The Rime of the Ancient Mariner
Samuel Taylor Coleridge
The boat came closer to the ship,
But I nor spake nor stirred;
The boat came close beneath the ship,
And straight a sound was heard.
Under the water it rumbled on,
Still louder and more dread:
It reach’d the ship, it split the bay;
The ship went down like lead.
Stunned by that loud and dreadful sound,
Which sky and ocean smote,
Like one that hath been seven days drown’d
My body lay aﬂoat;
But swift as dreams, myself I found
Within the Pilot’s boat
The last great turning point of the poem is perhaps the greatest. The ravaged ship was finally brought down by force from deep within the sea. The is much to be learned here because the real mystery was not why it sank, but rather how it stayed afloat so long.
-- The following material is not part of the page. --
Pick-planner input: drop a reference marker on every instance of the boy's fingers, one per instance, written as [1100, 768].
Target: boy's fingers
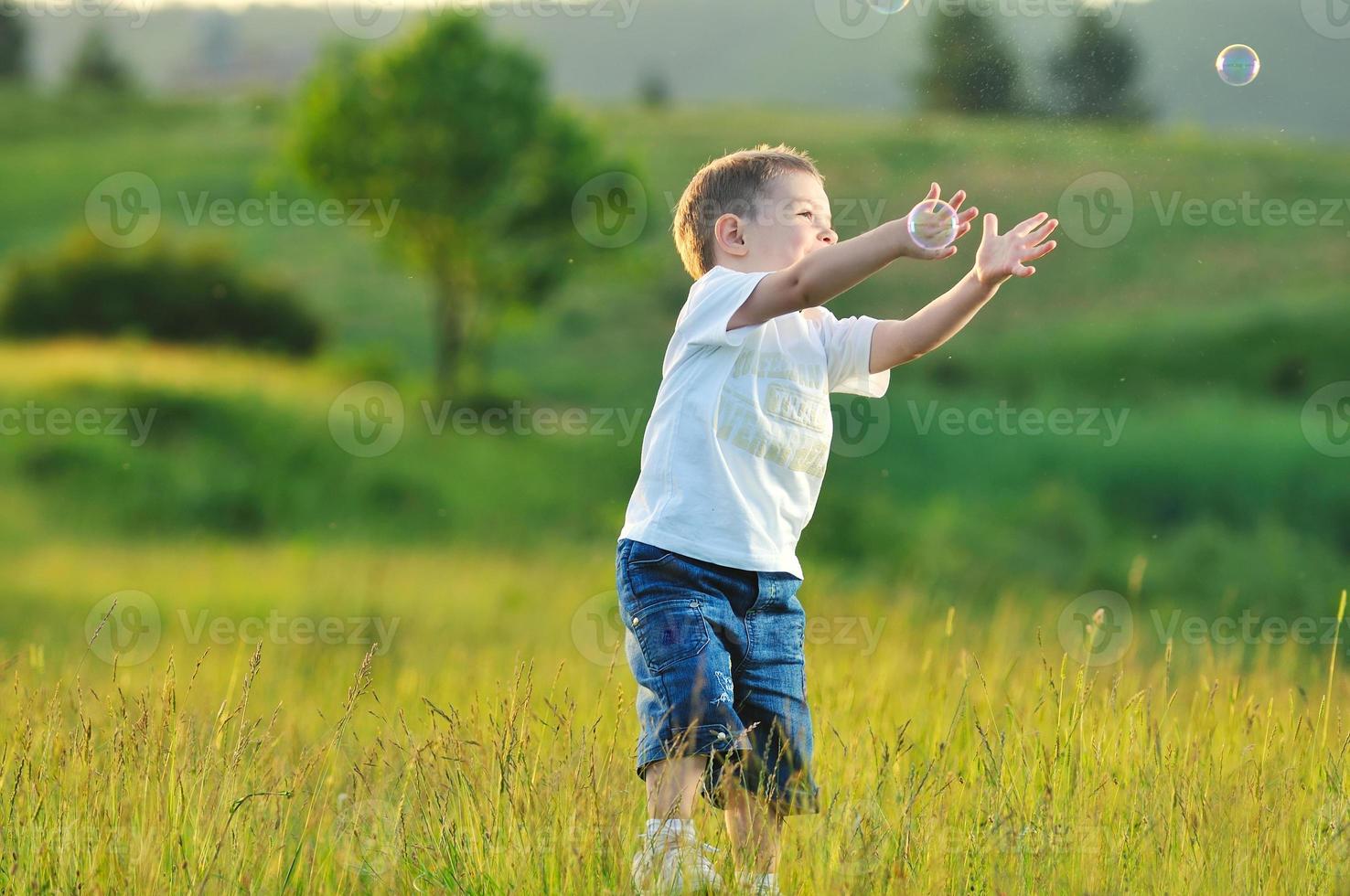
[1029, 224]
[1045, 229]
[1041, 251]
Many people likewise wonder why there is evil in the world when a better question would be “How can pervasive good exist in a fallen world?”
As Malcolm Guite writes:
There is, though, another way of looking at the sudden sinking of the mariner’s ship. The real question is not why did the ship sink here, but why has it not already sunk—how did it get so far? The sails are in rags, the planks are warped, there is no one at the helm. The ship should have sunk back in the tropics, and should certainly not have held together when it was being driven northward at supernatural speed. The answer seems to be that the ship is held together by the angelic power for the express purpose of bringing the mariner back to his beginning and enabling his redemption and new life. Once the angels leave the ship, it falls to pieces.
How can pervasive good exist in a fallen world?